## Fasttext tutorial for unsupervised learning

See [A Visual Guide to FastText Word Embeddings](https://amitness.com/2020/06/fasttext-embeddings/) for an introduction.

Also see https://fasttext.cc/docs/en/unsupervised-tutorial.html

We’ll use a small portion of text data extracted from English Wikipedia (50,000 random lines), which we’ve placed in data/wiki_sample.txt.

In [3]:
%%bash

set -x
wc -l /workspace/search_with_machine_learning_course/data/wiki_sample.txt

+ wc -l /workspace/search_with_machine_learning_course/data/wiki_sample.txt


50000 /workspace/search_with_machine_learning_course/data/wiki_sample.txt


In [4]:
%%bash
set -x

mkdir -p /workspace/fasttext-unsupervised
cp /workspace/search_with_machine_learning_course/data/wiki_sample.txt /workspace/fasttext-unsupervised

+ mkdir -p /workspace/fasttext-unsupervised
+ cp /workspace/search_with_machine_learning_course/data/wiki_sample.txt /workspace/fasttext-unsupervised


### Create unsupervised model

This will create `wiki.bin` model file and `wiki.vec` file with words and their vectors.

We’ve also used `-maxn 0` to exclude subword information. Subwords – that is, parts of words – can be very useful, especially for unknown or rare words, stemming variations, etc. But they can also introduce noise, and for this smallish dataset, we’re optimizing for simple, clean results.

One useful parameter that we didn’t explore before is `-minCount`, which specified the minimum number of times a word must occur in the corpus to be included in the model. It defaults to 5, but setting a higher number (e.g., 50) will remove lots of misspellings and other rare words. Of course, setting it too high may remove words we would rather keep. Everything is a trade-off.

In [6]:
%%bash
cd /workspace/fasttext-unsupervised
set -x

fasttext skipgram -input wiki_sample.txt -output wiki -maxn 0
wc -l wiki.vec

+ fasttext skipgram -input wiki_sample.txt -output wiki -maxn 0
Read 0M words
Number of words:  9871
Number of labels: 0
Progress: 100.0% words/sec/thread:   99647 lr:  0.000000 avg.loss:  2.473000 ETA:   0h 0m 0s
+ wc -l wiki.vec


9872 wiki.vec


### Nearest neighbors as synonyms

The fastText library comes with a nearest-neighbor method that we can use to obtain synonyms.

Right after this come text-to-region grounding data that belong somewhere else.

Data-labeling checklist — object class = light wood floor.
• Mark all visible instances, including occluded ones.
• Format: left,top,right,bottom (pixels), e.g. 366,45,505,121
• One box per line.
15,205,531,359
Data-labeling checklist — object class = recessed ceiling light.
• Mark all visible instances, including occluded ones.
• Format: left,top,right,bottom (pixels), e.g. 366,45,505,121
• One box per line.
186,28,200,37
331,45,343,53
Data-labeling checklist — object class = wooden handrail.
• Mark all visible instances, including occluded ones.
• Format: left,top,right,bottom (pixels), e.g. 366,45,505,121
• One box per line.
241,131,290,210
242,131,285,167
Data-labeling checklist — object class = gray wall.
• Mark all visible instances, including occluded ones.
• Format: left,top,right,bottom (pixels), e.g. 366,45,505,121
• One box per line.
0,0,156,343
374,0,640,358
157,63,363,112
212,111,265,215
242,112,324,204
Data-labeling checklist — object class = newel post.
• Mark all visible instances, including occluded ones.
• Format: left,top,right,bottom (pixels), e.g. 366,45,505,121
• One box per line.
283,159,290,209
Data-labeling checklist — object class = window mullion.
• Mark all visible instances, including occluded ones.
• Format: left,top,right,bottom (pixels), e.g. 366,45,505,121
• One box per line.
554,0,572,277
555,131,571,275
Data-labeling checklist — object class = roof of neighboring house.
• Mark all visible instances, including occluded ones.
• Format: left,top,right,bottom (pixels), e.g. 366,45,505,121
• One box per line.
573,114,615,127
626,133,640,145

For running interactively, run

`fasttext nn wiki.bin`

In [16]:
%%bash
cd /workspace/fasttext-unsupervised

echo "politics" | fasttext nn wiki.bin

echo "linux" | fasttext nn wiki.bin

Query word? governors 0.881063
municipal 0.877317
offices 0.867158
privy 0.866503
constitutional 0.864229
ministers 0.862625
elections 0.8536
approved 0.852035
senators 0.851854
cooperation 0.851632
Query word? Query word? inputs 0.940591
sampling 0.937156
unix 0.936299
compiler 0.934591
random 0.933981
kernel 0.93357
java 0.93094
files 0.929595
ascii 0.926187
behavior 0.924533
Query word?